Must be hard since she's fighting the laws of buoyancy
When the challenge starts and the teams go out I'm happy to see Terry and Dan on the swim team. Since holding your breath is the key to this, having a Navy pilot and astronaut, respectively, on your team is definitely a good thing. And of course since Danielle has those floating devices attached to her she's going to have a bit more problems. Terry and Dan take a big lead over Danielle, Courtney and Aras, and at some point all three Casaya members are in the water trying to untie the coffins. When they get the coffins back to the shore Austin and Sally struggle a bit and Casaya catches up. Luckily, they don't pull ahead and Austin and Sally finish the pyramid first.

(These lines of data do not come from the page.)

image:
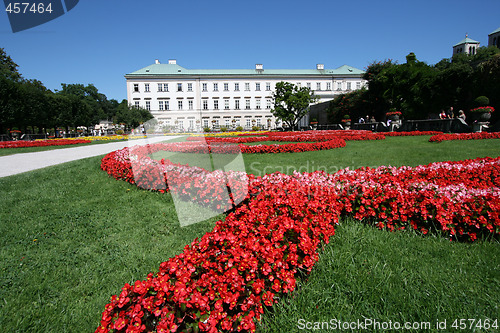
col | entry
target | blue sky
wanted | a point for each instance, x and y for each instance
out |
(100, 41)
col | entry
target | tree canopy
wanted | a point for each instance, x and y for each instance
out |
(29, 104)
(420, 90)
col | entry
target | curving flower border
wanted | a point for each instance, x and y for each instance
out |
(40, 143)
(222, 281)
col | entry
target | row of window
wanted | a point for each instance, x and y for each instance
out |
(164, 87)
(165, 105)
(217, 123)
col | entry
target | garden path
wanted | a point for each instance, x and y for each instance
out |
(19, 163)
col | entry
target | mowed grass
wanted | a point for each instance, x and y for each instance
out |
(71, 237)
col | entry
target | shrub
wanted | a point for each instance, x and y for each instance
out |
(482, 101)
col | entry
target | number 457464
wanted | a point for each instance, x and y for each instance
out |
(26, 7)
(471, 324)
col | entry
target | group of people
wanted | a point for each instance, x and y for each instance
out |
(367, 119)
(450, 115)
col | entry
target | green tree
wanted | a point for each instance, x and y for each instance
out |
(291, 103)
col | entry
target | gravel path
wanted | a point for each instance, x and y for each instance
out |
(19, 163)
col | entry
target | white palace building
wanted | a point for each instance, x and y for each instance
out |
(192, 99)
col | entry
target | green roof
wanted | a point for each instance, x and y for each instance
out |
(494, 32)
(174, 69)
(466, 40)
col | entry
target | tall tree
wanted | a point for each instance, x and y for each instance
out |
(291, 103)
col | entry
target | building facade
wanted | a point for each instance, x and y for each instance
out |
(467, 46)
(494, 38)
(189, 100)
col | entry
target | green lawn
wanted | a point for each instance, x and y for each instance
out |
(71, 237)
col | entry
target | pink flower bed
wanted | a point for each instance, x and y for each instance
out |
(223, 281)
(40, 143)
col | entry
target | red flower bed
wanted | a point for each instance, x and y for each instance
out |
(413, 133)
(222, 281)
(464, 136)
(40, 143)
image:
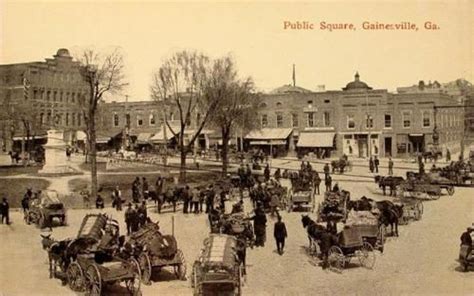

Can he please drop that boulder on her dreadlocked head
When the losers make it back to camp, they begin debating on who's going to be going home. Cirie sits with the alliance as they make their decisions. They decide to vote Bobby out, until Aras says he wants it to be Bruce. Because of their little confrontation earlier, he doesn't like Bruce's erratic behavior. Shane disagrees with that decision and thinks that Bruce will be loyal, as opposed to Bobby who will immediately turn once they merge. Was he listening to his interview earlier because he's exactly right. The other members of the alliance disagree and they decide on Bruce. Shane then goes to Bobby and tells him that it was going to be him voted out but they've decided on Bruce. He says that he wants his promise that he's loyal to Casaya and won't switch sides when the merge comes. Bobby swears and Shane wants him to swear on his (Shane's) kid. And why wouldn't he even if he's lying. That's a dumb thing to swear on. Anyway, Bobby swears on Shane's kid. Hell, I'll swear on Shane's kid. Unfortunately, the girls don't want Bruce to go, they want Bobby to go. Danielle has some off base impression that she's in charge of this and decides to vote Bobby out. Okay funbags, you don't have any say, you're just the one who said something first, you're not swaying anybody. Anyway, the girls beg Shane to change his mind. Of course he can't because he also swore on his kid that he wouldn't vote for Bobby. Okay, enough swearing on Shane's kid. It's getting old. Shane's pissed because he's flip flopping all over the place. Oh, and at some point nasty Courtney starts doing her yoga in Bruce's Zen garden, while he's building it. Seriously, why would you do that unless you were a bitch.
At Tribal Council it's not clear on who's going to get voted out. I'm really hoping it's Courtney but I'm not in charge of the voting. When Jeff learns about Winegate, he asks Bobby about it and he apologizes and says he didn't realize it was such a big deal. Honestly, neither did I, he was the one who basically won that challenge for them chopping off the fish heads. The group talks about how dysfunctional they are, but they normally come together when it's crunch time. Oh, except for the last challenge. When the voting begins we see that Shane casts a throwaway vote. When Jeff tallies the votes there's one for Aras, one for Courtney, two for Bruce, and three for Bobby.